Its good. It reminded me I prefer farmed to wild salmon in cured and smoked salmon - it’s fattier / more unctuous.

The fennel came through, the coriander less so. Im going to look at a few different recipes now to think about what flavorings would work well - needs more pepper for sure.

3 Likes

I’m glad I tried it - thinking about doing it again for thanksgiving day brunch - we usually have bagels in the morning, and then graze on various things including smoked salmon until the main meal late afternoon - if I do a side of salmon, it would serve well for the bagels and for the app grazing later.

Thanks for the encouragement - I tried something new!

4 Likes

Many enhancements. Preserved lemons and limes work great to punch up the favor.

Look at recipes for gravlax too, it’s a super simple sugar and salt mix with lots of fresh dill. For Tday probably best to start it by tues

3 Likes

Yup, this was a gravlax recipe

1 Like

Do you mean enhancements after curing, or flavors to add to the cure?

I did squeeze some lemon on the second go, which perked it up.

Do you use an equal proportion of salt & sugar? It was a bit sweet for me… I’m thinking of skewing saltier on the next try.

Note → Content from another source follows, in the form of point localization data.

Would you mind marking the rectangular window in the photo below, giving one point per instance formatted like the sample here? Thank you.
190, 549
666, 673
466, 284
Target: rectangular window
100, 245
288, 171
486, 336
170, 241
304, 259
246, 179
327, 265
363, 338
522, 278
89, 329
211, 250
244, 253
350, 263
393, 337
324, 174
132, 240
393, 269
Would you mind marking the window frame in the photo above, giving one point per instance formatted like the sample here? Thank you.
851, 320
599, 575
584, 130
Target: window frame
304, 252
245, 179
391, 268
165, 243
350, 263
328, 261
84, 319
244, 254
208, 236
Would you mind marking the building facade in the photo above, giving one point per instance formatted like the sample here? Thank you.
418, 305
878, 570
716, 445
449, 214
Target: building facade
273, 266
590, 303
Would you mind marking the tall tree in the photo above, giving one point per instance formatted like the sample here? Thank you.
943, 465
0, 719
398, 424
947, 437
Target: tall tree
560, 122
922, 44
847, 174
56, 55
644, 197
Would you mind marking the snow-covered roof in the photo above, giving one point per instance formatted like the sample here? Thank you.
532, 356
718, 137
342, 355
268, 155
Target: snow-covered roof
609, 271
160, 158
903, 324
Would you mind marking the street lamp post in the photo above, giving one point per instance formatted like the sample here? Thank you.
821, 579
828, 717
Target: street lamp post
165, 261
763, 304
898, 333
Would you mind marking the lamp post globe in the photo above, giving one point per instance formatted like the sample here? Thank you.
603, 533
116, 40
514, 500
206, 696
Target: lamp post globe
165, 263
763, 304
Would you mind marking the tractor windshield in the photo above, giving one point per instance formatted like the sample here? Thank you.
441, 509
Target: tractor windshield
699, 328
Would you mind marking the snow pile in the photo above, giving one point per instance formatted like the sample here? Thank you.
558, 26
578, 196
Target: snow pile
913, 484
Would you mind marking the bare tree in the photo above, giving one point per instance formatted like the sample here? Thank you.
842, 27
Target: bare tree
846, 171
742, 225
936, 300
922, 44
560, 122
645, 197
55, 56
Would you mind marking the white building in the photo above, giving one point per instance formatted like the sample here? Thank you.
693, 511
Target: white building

Yes after curing, although you could add many different flavor during the short curing process to change the flavor profile

Any favorites for during the cure?

Citrus works well. Lemon or lime zest. I used crushed corriander on the batch above. Cold smoking after curing works really well too. Adding gin or other aromatic spirit is good as well

1 Like

Thanks! I saw aquavit and vodka in some recipes - I guess that turns the salt/sugar mix into more of a paste.

1 Like

Yes easy to change the ratio of salt to sugar.

1 Like

Try your own pickled red onions, of course little cappers, and then take some thin sliced white onion, a dash of vinegar, a sprinkle of salt, and some sour cream …let it sit one day and top the salmon…

1 Like

This recipe from Marcus Samuelsson always appealed: https://www.starchefs.com/chefs/MSamuelsson/html/recipe_03.shtml

2 Likes

So Marcus advocated 2:1, sugar:salt. The rest is personal flavor enhancements

I’ve done more wet curing than dry. Typical method; Toss the fish in a salt/sugar bath for several hours to overnight. Dry and hold in refrigeration to form a pellicle then cold smoke. The fish has a softer silkier texture

Bottom line, it all works

The dry cure method was just very easy

1 Like

That looks good - I wish I liked dill :roll_eyes:

1 Like

Round 2 inspired by initial success and by everyone’s encouragement here :grin:

I used a 2:1 salt/sugar mixture this time, with cracked coriander and black pepper, and lemon and orange zest. Also some fresh thyme and parsley, and a splash of gin. Skipped the fennel, as it came through quite strong on the last go.

7 Likes

I have some pearl onions I’m going to pickle!